In other news, more women have come forward from a Georgia-based privately-run immigrant detention center who say they were subjected to unwanted gynecological surgeries. The women’s testimonies are part of a revelation by a whistle-blower nurse who sounded the alarm on hysterectomies being performed on women detainees unaware of what was being done to them. All the procedures are linked to one OB-GYN named Dr. Mahendra Amin. Now the New York Times says it spoke with 16 women who had been treated by the doctor and found that he had, “consistently overstated the size or risks associated with cysts or masses attached to his patients’ reproductive organs,” and that he “seemed to consistently recommend surgical intervention, even when it did not seem medically necessary at the time.”

House Democrats have introduced a new bill offering $2.2 trillion of economic relief for Americans impacted by the coronavirus pandemic. It is the second bill of its kind that Democrats have put forward hoping that the Republican-controlled Senate would see fit to take it up as millions of Americans remain unemployed or are in danger of eviction, starvation, loss of health insurance, and more. The new bill is smaller than the earlier $3.4 trillion HEROES Act that the House passed in May and includes a second round of $1,200 stimulus checks and resumes the $600 a week in unemployment benefits that had been found to boost the economy as a whole. Rather than take up the Democrats’ bill Senate Majority Leader Mitch McConnell has instead chosen to push forward Senate nomination hearings for Trump’s Supreme Court nominee – a move that poll after poll shows to be unpopular. Trump’s nominee Judge Amy Coney Barrett on Tuesday met with top Senate Republicans. At stake in the Supreme Court nomination is, among other things, the fate of the seminal Roe V. Wade ruling protecting abortion rights. A new poll by NBC found that 60% of voters oppose overturning Roe.

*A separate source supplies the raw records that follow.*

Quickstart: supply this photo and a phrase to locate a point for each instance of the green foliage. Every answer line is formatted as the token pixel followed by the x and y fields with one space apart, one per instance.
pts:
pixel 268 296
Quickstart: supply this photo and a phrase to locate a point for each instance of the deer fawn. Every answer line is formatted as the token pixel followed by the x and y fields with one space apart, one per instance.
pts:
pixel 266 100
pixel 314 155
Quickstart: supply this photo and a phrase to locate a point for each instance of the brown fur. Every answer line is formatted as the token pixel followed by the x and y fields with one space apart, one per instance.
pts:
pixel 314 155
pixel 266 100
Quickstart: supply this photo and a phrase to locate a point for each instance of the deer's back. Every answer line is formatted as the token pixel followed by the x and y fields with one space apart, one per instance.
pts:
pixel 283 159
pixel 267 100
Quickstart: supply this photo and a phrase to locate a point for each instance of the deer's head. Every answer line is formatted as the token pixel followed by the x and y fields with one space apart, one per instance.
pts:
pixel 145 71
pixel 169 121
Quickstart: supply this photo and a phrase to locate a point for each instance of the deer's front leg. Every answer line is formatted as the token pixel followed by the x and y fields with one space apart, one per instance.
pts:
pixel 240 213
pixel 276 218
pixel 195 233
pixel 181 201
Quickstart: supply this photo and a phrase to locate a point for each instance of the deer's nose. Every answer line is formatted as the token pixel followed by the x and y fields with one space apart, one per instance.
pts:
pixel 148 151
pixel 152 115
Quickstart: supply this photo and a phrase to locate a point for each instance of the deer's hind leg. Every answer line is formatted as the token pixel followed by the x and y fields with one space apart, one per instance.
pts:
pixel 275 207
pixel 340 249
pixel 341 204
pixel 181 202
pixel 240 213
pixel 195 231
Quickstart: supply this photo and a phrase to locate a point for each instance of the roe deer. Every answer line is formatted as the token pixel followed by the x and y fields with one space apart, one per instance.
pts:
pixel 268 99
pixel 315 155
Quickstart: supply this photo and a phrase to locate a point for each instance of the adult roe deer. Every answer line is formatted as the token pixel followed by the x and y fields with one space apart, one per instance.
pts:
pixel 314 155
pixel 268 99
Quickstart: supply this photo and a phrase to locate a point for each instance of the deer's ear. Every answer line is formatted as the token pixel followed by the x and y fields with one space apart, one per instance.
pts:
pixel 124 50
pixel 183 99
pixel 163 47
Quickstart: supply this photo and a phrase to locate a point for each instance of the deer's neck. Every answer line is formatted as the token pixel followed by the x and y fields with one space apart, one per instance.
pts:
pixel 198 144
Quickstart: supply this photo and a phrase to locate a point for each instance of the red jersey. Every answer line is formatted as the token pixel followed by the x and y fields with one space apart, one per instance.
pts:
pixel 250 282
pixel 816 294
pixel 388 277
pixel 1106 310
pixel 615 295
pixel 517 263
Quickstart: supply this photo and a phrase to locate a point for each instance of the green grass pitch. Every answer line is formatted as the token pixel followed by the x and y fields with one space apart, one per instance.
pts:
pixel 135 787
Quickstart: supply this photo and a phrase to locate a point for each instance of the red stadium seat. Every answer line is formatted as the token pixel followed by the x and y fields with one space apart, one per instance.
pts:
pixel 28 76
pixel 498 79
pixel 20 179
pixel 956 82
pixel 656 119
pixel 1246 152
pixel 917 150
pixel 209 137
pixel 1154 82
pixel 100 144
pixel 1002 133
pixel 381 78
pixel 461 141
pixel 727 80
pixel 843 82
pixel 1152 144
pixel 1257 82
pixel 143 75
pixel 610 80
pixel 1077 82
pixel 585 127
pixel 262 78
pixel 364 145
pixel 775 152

Meanwhile Democratic Nominee Joe Biden heads into the first Presidential debate with Trump looking popular in polls. A new survey of the battleground state of Pennsylvania shows Biden ahead of Trump 54-45%. More than a million voters have already cast their ballots in various states – an amazing number and far larger than earlier elections. But some problems were already apparent such as in New York where absentee voters were sent the wrong return envelopes that could invalidate their votes if used.

Trump on Monday announced a plan to deploy 150 million rapid coronavirus tests to states to help reopen schools. The plan came weeks after the start of the school year with some districts relaunching in-person instruction as per Trump’s wishes, without a proper plan to test students, teachers, and staff. For Trump to promote such a plan is strange given that he has repeatedly claimed that the U.S. is doing too much testing and has called for fewer tests to be conducted. Meanwhile it has now been revealed that the White House led an effort to pressure the CDC to downplay the risks of in-person schools against the recommendations of health experts. Based on documents and interviews with current and former administration officials, the New York Times called it, “a strikingly political intervention in one of the most sensitive public health debates of the pandemic.”  In-person schooling for elementary-aged students began in New York City this week—the same week that the rate of positive tests inched up to 3% for the first time in months.

Finally, Commerce Secretary Wilbur Ross is moving ahead with ending the Census Bureau’s count on October 5th – this despite a recent legal ruling demanding that it continues. The decision was announced in a terse tweet that simply said, “The Secretary of Commerce has announced a target date of October 5, 2020 to conclude 2020 Census self-response and field data collection operations.” The judge who ruled last week that the census must continue has ordered the government to explain itself.